I first heard about the event through the popular spoken poetry night The Howl which takes place at Mozart’s in Uplands; they were asked to take part in a special open mic session across the road at St James’ Church as part of the opening night start to the festival. Not one to miss a night of poetry, I paid for my £15 weekend wristband and looked forward to getting involved. Several people had complained about that the wristbands were “too expensive”, but having attended the festival I disagree completely. If that £15 had just included The Howl which is an otherwise free event, then yes, I would have considered it a bit steep and probably wouldn’t have taken part (and I’m a pretty devoted Howl enthusiast). However, when you consider how much individual gigs will charge per event and the amount of acts going on over the weekend which were all included in the price of the weekend pass, I thought it was excellent value for money. Whilst I did miss out on a few events due to being bleary-eyed and scanning tins of Heinz for the elderly at my weekend job at Sainsbury’s on a Saturday morning, I still feel I got more than I could have asked for from the festival wristband with the added assurance that the money was going towards helping an important local charity.
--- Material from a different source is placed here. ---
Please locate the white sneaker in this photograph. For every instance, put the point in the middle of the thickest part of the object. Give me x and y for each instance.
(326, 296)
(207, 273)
To kick things off I went along to the launch of the anthology A Few Miles to Go at St James’ Church. This was an anthology of writing produced in a series of creative writing development workshops by write4word in aid of WGCADA, composed of works produced from a variety of backgrounds and emerging from personal experiences (all finished with a touch of poetic imagination). Introduced by Dominic Williams who read some of his own work included in the anthology, it was clear to see the passion and hard work that had gone into the event itself and by the write4word group. To say I was impressed with some of the readings would be putting it lightly; the work was delivered by four main writers in attendance and hearing this mixture of personal styles and experiences was both moving and raw when delivered beneath the bright stained glass of the church halls on a fresh May evening. The venue was a perfect choice in terms of sound; the acoustics made every word crisp and clear so that the problems encountered when trying to read in noisy pubs were completely avoided and everyone benefited from hearing the poems perfectly. At only £3.50 and with all proceeds going to charity, I didn’t hesitate to hand over the money to pre-order the book.
The reading was followed by the Howl session, and it began to dawn on me that for the first time in my experiences of poetry readings, I was still able to read completely sober. I met a lovely lady who was part of the Poems and Pints group in Carmarthen. Her poem felt completely relevant at the time; it was about the crippling fear of standing up and reading and suddenly I was taken back to the first open mic I ever did where by the time it got to my turn to read I could barely read my own work, let alone stand. It was refreshing to have hear some new voices in the group as well as the regulars and really added something different to the session, combined with the new venue. A lot of the readers are well-loved for their humorous approach and kept the night diverse and interesting. Admittedly I spent most of it shaking from a combination of cold and horrendous stage fright and by the end had entertained the thought of sneaking outside and mugging someone for their jacket, but as for the open mic session itself I thoroughly enjoyed it and thought it gave a great taste of what Swansea poetry nights have to offer. It’s evenings such as these that make me feel lucky to live in this lovely, ugly town (even if the accent isn’t exactly the sexiest; I’m more than aware of my own when trying to pronounce ‘ear’ and ‘pure’ during readings in a way that my English uni friends won’t start grinning).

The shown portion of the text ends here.